From the C Standard (6.3.1.8 Usual arithmetic conversions)

1 Many operators that expect operands of arithmetic type cause conversions and yield result types in a similar way. The purpose is to determine a common real type for the operands and result. For the specified operands, each operand is converted, without change of type domain, to a type whose corresponding real type is the common real type. Unless explicitly stated otherwise, the common real type is also the corresponding real type of the result, whose type domain is the type domain of the operands if they are the same, and complex otherwise. This pattern is called the usual arithmetic conversions:

And

Otherwise, if both operands have signed integer types or both have unsigned integer types, the operand with the type of lesser integer conversion rank is converted to the type of the operand with greater rank.

Otherwise, if the operand that has unsigned integer type has rank greater or equal to the rank of the type of the other operand, then the operand with signed integer type is converted to the type of the operand with unsigned integer type.
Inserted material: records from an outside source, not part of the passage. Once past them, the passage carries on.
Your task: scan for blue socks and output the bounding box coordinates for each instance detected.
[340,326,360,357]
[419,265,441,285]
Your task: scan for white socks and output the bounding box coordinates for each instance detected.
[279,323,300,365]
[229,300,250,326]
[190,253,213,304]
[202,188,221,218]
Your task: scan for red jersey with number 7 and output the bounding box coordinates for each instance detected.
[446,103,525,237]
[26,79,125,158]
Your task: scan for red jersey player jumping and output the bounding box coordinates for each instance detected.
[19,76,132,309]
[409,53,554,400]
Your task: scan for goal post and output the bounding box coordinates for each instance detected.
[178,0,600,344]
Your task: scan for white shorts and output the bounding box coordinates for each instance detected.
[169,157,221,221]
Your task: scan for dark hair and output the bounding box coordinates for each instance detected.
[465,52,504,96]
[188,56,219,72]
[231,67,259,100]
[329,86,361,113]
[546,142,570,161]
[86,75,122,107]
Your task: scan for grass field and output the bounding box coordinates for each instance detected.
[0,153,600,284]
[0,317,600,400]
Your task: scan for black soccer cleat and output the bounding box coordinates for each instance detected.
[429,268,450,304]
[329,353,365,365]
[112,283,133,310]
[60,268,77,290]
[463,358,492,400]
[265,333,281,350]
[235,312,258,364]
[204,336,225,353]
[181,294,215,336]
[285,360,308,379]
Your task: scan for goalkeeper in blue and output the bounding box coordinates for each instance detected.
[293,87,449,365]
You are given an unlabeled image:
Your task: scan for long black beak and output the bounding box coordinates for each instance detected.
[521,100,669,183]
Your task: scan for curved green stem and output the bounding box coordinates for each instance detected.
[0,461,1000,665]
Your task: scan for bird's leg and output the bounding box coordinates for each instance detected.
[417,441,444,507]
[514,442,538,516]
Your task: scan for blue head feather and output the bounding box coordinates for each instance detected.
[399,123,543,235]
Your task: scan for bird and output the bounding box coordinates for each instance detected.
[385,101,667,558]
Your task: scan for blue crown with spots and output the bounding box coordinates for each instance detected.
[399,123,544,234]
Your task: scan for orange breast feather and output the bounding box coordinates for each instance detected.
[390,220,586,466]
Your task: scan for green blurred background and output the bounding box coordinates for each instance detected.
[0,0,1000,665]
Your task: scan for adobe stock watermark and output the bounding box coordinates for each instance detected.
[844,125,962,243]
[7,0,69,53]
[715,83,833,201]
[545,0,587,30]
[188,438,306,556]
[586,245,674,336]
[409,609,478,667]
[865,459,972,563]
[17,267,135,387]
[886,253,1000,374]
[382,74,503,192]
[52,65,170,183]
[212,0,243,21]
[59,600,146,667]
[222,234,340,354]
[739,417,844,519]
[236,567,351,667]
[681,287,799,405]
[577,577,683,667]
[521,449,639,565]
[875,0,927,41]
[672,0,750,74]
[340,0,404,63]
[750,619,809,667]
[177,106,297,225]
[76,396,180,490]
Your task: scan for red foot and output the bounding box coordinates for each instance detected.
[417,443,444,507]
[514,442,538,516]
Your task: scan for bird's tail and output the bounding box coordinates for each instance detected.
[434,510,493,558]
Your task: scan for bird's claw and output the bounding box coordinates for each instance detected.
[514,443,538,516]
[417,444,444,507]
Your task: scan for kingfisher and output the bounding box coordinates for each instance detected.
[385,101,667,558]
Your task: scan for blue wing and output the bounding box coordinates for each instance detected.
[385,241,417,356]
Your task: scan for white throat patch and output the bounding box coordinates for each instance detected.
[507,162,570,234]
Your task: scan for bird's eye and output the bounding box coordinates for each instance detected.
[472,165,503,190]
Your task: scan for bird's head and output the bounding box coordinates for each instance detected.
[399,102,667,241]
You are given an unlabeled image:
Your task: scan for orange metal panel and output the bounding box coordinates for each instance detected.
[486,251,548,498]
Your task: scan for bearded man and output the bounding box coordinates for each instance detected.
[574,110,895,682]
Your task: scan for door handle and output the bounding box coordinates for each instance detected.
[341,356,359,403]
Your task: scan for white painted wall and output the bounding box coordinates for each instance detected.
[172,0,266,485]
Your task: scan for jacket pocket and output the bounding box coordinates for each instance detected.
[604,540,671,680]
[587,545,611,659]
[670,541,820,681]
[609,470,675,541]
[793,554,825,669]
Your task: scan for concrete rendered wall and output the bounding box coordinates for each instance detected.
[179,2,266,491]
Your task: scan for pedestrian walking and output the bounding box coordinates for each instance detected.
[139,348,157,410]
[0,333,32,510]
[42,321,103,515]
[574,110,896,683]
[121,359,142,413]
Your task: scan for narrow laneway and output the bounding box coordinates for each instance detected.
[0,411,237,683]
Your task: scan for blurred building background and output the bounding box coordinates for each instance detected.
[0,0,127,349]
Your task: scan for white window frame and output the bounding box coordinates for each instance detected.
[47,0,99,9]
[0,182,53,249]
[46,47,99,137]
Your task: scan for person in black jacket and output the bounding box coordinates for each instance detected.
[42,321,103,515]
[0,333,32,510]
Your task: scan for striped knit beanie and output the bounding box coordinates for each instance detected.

If you would for example define len as having type long long then it is posiible that the condition would be equal to false because it could occur that the rank of long long is greater than rank of size_t that usually is defined as a typedef for type unsigned long

Try the following code snippet

long long int len = -2;
char* buff = (char*) malloc(len+4);
if (len > sizeof(buff))
    puts("ERROR!");
else
    puts("OK!");

2) Why doesn't the following code print 8?

char array[10];
printf("%lu", sizeof(array));

Operator sizeof returns in bytes the size of the object used as operand of the operator. Variable array is defined as an array of 10 elements of type char. In any implementation sizeof( char ) is equal to 1. Thus 10 * sizeof( char ) will result in 10.

Take into account that arrays are not pointers.